More Mohawk Valley jobs are leaving the country, with refrigeration system manufacturer Hussman Corp. deciding to close its Gloversville facility and ship its work to Mexico.
The Bridgeton, Mo.-based Hussman, whose refrigeration food cases appear in supermarkets and convenience stores worldwide, notified its Gloversville workers Wednesday about the plant closure.
The shutdown follows Hussman’s decision to reduce its independent distributor product offerings. That work accounts for half of the Gloversville plant’s manufacturing activities. The plant will close during the second half of 2009.
“As a matter of sound business practice, and also in response to unprecedented economic and marketplace challenges, we are refining business models throughout our enterprises,” Hussman Gloversville Plant Manager Ronald Jakubec said in a statement.

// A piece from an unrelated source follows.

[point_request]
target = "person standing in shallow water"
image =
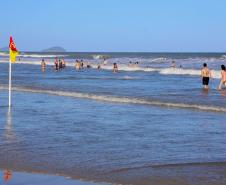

The plant’s shutdown will affect 90 workers. The plant employed 140 people in 1990, when it was owned by the Whitman Corp. in Chicago. Jakubec noted that the plant has been limping along, operating at 40 percent equipment capacity and 20 percent assembly capacity — production levels that are “not sustainable and unlikely to increase in the foreseeable future.”
“These were good jobs that have been in the community for a long time, and we’re certainly going to miss them,” said Fulton County Administrator Jon Stead.
Hussman was acquired by the Montvale, N.J.-based Ingersoll-Rand Co. in 2000. It is transferring the Gloversville plant’s production workload to an existing facility in Monterrey, Mexico.
The Hussman facility on East State Street is near the former vinyl record plant that Universal Music closed in 2005, eliminating 112 jobs. The Universal facility remains vacant.
The layoffs will likely push up Fulton County’s unemployment rate, which took a hit earlier this year after the Carlsbad, Calif.-based Callaway Golf Co. closed its Gloversville plant and laid off 118 workers. That work was shipped to China.
By October, Fulton County’s unemployment rate was 6.8 percent.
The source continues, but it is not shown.